An Jugendbewegungen
teilnehmen
Das Hamburger
Independent-Label L’age d’Or wird zehn Jahre alt
Tocotronic und Die Sterne, Whirlpool Productions und Sensorama
- ob "Hamburger Schule" oder Pop-House-Electro-Produktionen,
die kleine Hamburger Plattenfirma Lado mit ihren Sub-Systemen L`Age
D`Or (Rock) und Ladomat 2000 (Electro) hat eine höchst erfreuliche
Erfolgsgeschichte hinter sich. Zum 10jährigen Bestehen porträtiert
LEESON eines seiner Lieblings-Labels.
von
Thomas Bohnet
"Fantum
und Aktionismus" der beiden Labelgründer Carol von Rautenkranz
und Pascal Fuhlbrügge standen am Anfang der Geschichte von L`Age
D`Or. Das meint jedenfalls Thorsten Weßel, einer der heutigen drei
Chefs der Firma. Thorsten, den alle nur seit seiner Jugend "Taucher"
nennen ("ich bin halt früher schon gerne gesegelt und so")
erzählt von den Anfängen. Davon, daß Mitte der Achtziger die Hamburger
Szene in "Post-Punk- und New-Wave-Traditionen darniedergelegen"
sei und neue Bands kaum eine Chance gehabt hätten. Von Rautenkranz
und Fuhlbrügge begannen als Konzertveranstalter solcher ungeliebter
Bands. Vierteljährlich gingen in der Hamburger Werkstatt ab 1986
kleine Festivals mit neuen hanseatischen Bands über die Bühne. Für
die ersten Singles wurden später eine Plattenfirma (L`Age D`Or)
und ein Verlag (Gold) gegründet. Die ersten Alben von Bands wie
Die Gants und Der Schwarze Kanal folgen. Für überregionale Aufmerksamkeit
sorgen die vom Titel her an die damals in Indie-Deutschland angesagte
Bostoner Melody-Punk-Szene angelehnte Compilation "Dies ist
Hamburg (nicht Boston)" und das erste Album einer Band, die
für das, was man später Hamburger Schule nennen sollte, ungemein
wichtig war: die Kolossale Jugend.
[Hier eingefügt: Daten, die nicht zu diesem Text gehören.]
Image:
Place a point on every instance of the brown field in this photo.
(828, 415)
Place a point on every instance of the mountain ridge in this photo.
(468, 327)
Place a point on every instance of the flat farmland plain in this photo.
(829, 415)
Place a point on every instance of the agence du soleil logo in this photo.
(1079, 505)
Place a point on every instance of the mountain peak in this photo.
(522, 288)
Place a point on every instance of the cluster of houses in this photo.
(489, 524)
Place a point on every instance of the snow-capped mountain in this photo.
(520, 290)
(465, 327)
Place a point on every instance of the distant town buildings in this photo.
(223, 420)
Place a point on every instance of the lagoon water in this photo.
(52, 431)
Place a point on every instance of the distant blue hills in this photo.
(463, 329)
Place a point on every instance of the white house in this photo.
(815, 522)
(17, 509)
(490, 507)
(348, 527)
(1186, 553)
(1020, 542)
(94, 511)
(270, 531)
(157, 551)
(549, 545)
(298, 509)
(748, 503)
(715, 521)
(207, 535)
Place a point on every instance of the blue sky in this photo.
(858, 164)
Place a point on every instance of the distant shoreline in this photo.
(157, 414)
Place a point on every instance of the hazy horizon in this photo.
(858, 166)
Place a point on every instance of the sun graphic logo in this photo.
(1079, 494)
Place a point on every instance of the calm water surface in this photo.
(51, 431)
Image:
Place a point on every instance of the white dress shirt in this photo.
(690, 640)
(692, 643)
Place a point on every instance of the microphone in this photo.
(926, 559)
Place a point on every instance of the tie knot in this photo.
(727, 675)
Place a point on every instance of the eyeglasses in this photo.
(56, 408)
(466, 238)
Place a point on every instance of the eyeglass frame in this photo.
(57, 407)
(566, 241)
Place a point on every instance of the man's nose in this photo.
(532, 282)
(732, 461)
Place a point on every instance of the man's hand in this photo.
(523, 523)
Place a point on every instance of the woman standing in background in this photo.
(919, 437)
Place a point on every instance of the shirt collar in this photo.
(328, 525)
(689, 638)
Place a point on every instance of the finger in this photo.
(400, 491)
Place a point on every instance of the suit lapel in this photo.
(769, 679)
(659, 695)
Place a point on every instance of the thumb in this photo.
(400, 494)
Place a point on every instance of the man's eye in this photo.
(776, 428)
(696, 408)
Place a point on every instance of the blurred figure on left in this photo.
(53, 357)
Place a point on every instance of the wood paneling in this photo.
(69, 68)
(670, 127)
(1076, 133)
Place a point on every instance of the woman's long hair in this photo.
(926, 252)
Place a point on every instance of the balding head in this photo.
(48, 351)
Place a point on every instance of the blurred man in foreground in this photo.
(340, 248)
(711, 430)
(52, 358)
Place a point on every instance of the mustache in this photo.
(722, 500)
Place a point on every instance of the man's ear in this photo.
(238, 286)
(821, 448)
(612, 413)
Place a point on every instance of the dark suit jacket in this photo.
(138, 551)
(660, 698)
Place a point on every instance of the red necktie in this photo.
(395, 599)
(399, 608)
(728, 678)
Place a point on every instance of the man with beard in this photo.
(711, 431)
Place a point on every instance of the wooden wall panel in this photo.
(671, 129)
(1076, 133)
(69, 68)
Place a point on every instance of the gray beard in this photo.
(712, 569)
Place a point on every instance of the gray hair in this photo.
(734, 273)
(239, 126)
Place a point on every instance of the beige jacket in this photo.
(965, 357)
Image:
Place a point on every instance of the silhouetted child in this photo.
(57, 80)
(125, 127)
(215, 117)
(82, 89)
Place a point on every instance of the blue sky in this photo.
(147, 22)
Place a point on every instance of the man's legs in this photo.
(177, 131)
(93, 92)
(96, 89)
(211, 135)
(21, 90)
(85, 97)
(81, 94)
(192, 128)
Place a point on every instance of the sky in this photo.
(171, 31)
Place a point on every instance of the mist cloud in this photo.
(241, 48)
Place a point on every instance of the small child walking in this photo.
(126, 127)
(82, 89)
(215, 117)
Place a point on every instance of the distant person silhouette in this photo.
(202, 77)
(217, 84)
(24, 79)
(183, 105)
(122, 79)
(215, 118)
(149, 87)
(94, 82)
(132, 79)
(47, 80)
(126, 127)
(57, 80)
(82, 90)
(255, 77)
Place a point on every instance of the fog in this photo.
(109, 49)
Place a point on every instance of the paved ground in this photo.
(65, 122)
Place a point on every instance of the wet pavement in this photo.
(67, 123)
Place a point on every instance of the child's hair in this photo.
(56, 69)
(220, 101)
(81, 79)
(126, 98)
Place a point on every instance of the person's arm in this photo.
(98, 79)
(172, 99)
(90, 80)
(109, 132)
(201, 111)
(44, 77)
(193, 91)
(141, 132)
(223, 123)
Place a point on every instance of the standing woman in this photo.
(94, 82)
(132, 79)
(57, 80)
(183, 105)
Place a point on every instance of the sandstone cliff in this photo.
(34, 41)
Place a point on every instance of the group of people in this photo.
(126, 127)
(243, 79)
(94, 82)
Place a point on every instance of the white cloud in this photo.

Ungestüm und dabei so lässig
erinnerten die Core-Sounds mit den deutschen Texten von Kristof
Schreuf und seiner Band an die Fall und an Sonic Youth. Trotz massiver
guter Kritiken war die Zeit allerdings noch nicht reif für die Hamburger
Schule, was im übrigen auch Huah!, eine andere dieser Vorläufer-Bands,
zu spüren bekam. Den Erfolg ernteten ein paar Jahre später Gruppen
wie Blumfeld, in deren Reihen neben Sänger Jochen Distelmeyer auch
zwei Musiker des Schwarzen Kanals waren sowie Die Sterne und Tocotronic.
Bandwurmnamen
und andere Liebhaber-Bands
Bei
L`Age D`Or tummelten sich zu Anfang Liebhaber-Bands wie Ostzonensuppenwürfelmachenkrebs
oder die beiden inzwischen leider aufgelösten Combos We Smile und
Hallelujah Ding Dong Happy Happy. Mit der Essener Kultband Die Regierung,
der Gruppe um Tilman Rossmy, und der Gelsenkirchenern Carnival Of
Souls kamen auch Bands aus anderen Städten als aus Hamburg zum Zuge,
mit Mastino präsentierte man zudem eine der ersten deutschen HipHop-Crossover-Bands.
Anfang der neunziger Jahre schließt L`Age D`Or mit der Polydor und
deren "Wunderknaben" Tim Renner (heute Chef seiner eigenen
Firma "Motor Music") einen Label-Vertrag ab, der Lado
finanziell absichert und dem major Zugriff auf Bands mit Crossover-Potential
Richtung breiterer Käuferschichten bringt. In dieser Zeit erscheint
1993 die erste Sterne-Single mit dem schönen Titel "Fickt das
System!", dem ein Jahr später die ersten Songs des jungen,
dynamischen Slacker-Trios Tocotronic folgen. Songs wie "Ich
möchte Teil einer Jugendbewegung sein" oder "Meine Freundin
und ihr Freund" schlagen ziemlich ein, ebenso das großartige
Debütalbum "Digital ist besser". Der Tocotronic-Hype kulminiert,
als im Jahr 1997 das vierte Album der Drei bis auf Platz 13 der
deutschen Albumcharts hochklettert. Tocotronic habe Lado in den
letzten zwei Jahren ganz erheblich finanziert, erzählt Taucher,
der sogar soweit geht zu sagen, daß die Tocos die Firma vor der
Pleite bewahrt haben. Denn vorher hatte man echte Krisenzeiten erlebt.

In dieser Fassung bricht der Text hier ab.